People want to be an important part of something good. Good managers make their employees feel important, valued, and appreciated. This is a secret advantage of start-ups…it’s much easier in a small and rapidly-growing environment to make every employee feel valued. In start-ups there is always too much work to go around. These exciting environments are always scrambling to hire additional talent and expand the team’s capacity. So, every person actually is critical…and every person is truly missed when absent or underperforming. This isn’t always the case in larger corporations.
Good managers also create focus and momentum by cultivating a shared belief that the work done by the team is important. That belief creates an energy and commitment on the part of all team members to avoid letting each other down. Your people are more than willing to be inspired and motivated. Make direct eye contact. Lean in. And share with them why YOU are so excited by and committed to this worthwhile journey.
The strategic destination for most, if not all, businesses is to achieve sustainable differentiation from competitors in the eyes of your chosen market segments, while simultaneously exceeding the expectations of customers, employees, and shareholders. That means having leading levels of customer satisfaction, employee engagement, and profitability all at the same time. In a nutshell, that is the challenge of management. It’s never permanently achieved as your competitors constantly improve and your customers’ needs evolve. But having substantially better customer and employee retention rates will inevitably lead to higher margins. And higher margins provide the flexibility to innovate, motivate and reward, or pass those savings to customers in the form of lower prices. It is a virtuous spiral that we continuously seek.

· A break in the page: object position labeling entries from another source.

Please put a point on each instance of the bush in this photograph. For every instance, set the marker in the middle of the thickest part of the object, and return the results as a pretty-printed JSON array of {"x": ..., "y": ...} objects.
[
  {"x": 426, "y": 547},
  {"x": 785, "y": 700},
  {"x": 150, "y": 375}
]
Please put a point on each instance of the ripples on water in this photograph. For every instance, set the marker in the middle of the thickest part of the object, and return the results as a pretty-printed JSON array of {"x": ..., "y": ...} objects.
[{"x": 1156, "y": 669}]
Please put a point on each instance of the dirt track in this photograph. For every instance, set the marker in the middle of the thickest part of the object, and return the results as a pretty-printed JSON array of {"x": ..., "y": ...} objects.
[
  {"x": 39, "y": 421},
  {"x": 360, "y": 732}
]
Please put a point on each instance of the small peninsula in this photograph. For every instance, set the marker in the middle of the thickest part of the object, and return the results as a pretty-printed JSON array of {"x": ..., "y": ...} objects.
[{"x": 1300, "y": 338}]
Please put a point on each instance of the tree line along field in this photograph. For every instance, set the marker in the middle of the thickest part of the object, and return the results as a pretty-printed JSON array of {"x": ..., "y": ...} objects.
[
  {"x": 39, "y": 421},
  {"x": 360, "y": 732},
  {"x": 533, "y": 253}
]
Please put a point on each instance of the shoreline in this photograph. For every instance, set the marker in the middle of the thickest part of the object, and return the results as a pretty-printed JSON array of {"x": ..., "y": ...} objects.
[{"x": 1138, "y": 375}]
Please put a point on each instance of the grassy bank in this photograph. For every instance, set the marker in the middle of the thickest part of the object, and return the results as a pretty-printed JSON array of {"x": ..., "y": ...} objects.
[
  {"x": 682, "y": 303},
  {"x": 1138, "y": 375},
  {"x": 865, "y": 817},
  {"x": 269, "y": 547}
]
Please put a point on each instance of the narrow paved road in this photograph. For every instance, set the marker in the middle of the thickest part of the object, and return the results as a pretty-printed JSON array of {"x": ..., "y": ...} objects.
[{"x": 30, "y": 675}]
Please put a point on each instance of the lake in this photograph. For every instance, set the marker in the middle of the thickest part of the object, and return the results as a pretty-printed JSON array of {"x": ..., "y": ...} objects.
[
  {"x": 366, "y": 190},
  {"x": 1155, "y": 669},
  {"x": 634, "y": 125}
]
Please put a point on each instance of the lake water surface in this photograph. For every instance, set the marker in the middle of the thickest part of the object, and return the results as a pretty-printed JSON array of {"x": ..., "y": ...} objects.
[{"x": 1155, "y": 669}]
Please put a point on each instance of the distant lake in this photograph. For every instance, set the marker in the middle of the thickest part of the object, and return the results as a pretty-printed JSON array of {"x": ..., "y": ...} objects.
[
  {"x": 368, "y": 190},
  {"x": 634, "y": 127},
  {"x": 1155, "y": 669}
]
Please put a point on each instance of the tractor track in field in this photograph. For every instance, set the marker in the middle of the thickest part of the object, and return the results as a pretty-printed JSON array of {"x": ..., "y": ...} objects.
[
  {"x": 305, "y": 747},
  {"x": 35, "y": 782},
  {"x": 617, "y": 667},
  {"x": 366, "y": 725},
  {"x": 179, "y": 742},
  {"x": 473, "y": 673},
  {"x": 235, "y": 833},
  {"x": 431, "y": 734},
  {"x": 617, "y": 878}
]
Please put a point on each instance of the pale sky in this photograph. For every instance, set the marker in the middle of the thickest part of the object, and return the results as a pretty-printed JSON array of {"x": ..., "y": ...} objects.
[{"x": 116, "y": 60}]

The “art” of management also involves knowing the individual career aspirations of your people, and caring about the pace and progress towards that goal. Have you asked your people where they hope to be in two or three years? Have you then provided them with an honest assessment of that goal and the commitment to help them fill in any gaps? Have you levelled with people whom you believe have some fundamental show-stopper to achieving their career dreams, and helped them pivot to a more realistic path? When you are a manager, you are also a coach and mentor and guidance counsellor. Are you brave enough and committed enough to work hard at being good at this part of your job?

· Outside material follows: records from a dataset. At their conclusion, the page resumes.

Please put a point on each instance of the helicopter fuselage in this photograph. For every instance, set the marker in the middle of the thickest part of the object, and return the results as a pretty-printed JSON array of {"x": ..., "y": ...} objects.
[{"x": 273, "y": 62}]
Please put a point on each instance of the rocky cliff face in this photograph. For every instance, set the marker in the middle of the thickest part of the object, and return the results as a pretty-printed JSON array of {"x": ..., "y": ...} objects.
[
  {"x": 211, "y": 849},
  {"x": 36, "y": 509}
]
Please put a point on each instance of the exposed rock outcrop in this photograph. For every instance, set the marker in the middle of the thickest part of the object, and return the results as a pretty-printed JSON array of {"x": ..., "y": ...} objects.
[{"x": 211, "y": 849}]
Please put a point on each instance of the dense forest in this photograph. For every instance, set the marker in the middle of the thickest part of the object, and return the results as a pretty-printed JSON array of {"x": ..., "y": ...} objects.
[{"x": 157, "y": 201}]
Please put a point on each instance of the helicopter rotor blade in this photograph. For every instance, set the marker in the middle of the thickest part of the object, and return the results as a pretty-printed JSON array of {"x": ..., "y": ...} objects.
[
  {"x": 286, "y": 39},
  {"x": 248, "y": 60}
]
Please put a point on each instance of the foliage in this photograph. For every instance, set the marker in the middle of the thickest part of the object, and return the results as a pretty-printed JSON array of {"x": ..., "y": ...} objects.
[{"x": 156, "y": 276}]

Once in a while, in the quiet of your own thoughts, run through a few questions about each person on your direct-report team.
Questions to ask yourself about each of your team members:
· How well is she doing right now?
· What are the two or three key frustrations she is currently facing and how can I help?
· How satisfied is she in the pace of her career progression?
· What stands in the way of promoting her, and how can I help her development
· What words does she need to hear, delivered with care, to improve her self-awareness?
· What experiences does she need to have to round out her readiness for advancement?
Ultimately, the “art” of management is about creating an enjoyable and rewarding experience for the people you manage. That effort is grounded in your passion for the vision of the organization and in your deep and active caring for the team that will take it there.
Good managers think about both the art and science of doing their jobs. They study, they try things and adjust, they seek feedback, they communicate well, they care about the development of each of their direct reports, and they always provide full context so people better understand the direction, the priorities, and the challenges and are better able to help.
 This model leans to some extent on the prior work on “Requisite Organizations” by Elliot Jaques and on the lived experience of the author.